In the fast-paced world of network infrastructure, few technologies have proven as transformative as Segment Routing over IPv6 (SRv6). What started as a means to simplify service provider networks and support 5G rollouts has now become important for handling today's most challenging artificial intelligence (AI) workloads. This exciting evolution-from overcoming traditional networking challenges to driving cutting-edge AI networks-showcases not only the remarkable flexibility of SRv6 but also its pivotal role in redefining the future of network architecture. As we embrace this new frontier, SRv6 stands at the forefront, enabling innovations that will shape the way we design AI infrastructures.

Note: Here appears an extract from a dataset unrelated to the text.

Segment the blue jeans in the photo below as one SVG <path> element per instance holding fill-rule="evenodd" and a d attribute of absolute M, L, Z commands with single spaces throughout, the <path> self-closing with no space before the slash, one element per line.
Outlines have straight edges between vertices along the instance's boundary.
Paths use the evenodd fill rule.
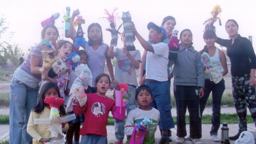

The genesis of SRv6: A quest for network simplification
Since 2012, Cisco has been at the forefront of pioneering Segment Routing, helping pave the way for SRv6, which began to take shape around 2016. This era marked a pivotal moment in the industry as it recognized the urgent need for a more agile and programmable network infrastructure capable of accommodating the demands of emerging technologies such as 5G, Internet of Things (IoT), and cloud services. The SRv6 network programming model was first introduced at the Internet Engineering Task Force (IETF) in March 2017, heralding the onset of an ecosystem that has since expanded rapidly across various industries.
A key driver behind SRv6 was the aspiration to simplify network operations by harnessing the inherent capabilities of IPv6. In contrast to its predecessor, Segment Routing Multiprotocol Label Switching (SR-MPLS), which still depended on the MPLS data plane, SRv6 sought to operate exclusively within the IPv6 framework, thereby eliminating the complexities associated with multiprotocol environments.
Cisco played a key role in the early development of SRv6 by promoting its standardization at the IETF. This effort resulted in important standards such as RFC 8402 (Segment Routing Architecture), RFC 8754 (Segment Routing Header), and RFC 8986 (SRv6 Network Programming), which established the foundation for the technology. In 2019, Cisco introduced the concept of SRv6 uSID (microsegment), enabling large-scale deployments while ensuring compatibility with older equipment.
SRv6 and the 5G revolution
The initial driver for SRv6 adoption was clear: The telecommunications industry needed a solution that could meet the stringent requirements of 5G networks. Traditional mobility management executed through GPRS Tunneling Protocol (GTP) created complex overlay tunneling architectures that didn't scale to 5G requirements-increased numbers of connected devices, ultra-low latency demands, network slicing capabilities, and mobile edge computing. The 3rd Generation Partnership Project (3GPP) officially initiated a study item titled "Study on User Plane Protocol in 5GC" to seek possible candidates for the next user-plane protocol, with SRv6 emerging as a compelling alternative.
What made SRv6 particularly attractive for 5G was its ability to simplify the network stack while enhancing capabilities. By leveraging IPv6's address space to provide network programmability, SRv6 enabled operators to compose data paths in the end-to-end IPv6 layer, integrating traffic engineering, VPNs, and service chaining features without the complexity of maintaining per-session tunnel states. Network resources-even wavelengths in dense wavelength division multiplexing (DWDM) systems-could be represented as IPv6 addresses, allowing control planes to program data paths that met specific application requirements.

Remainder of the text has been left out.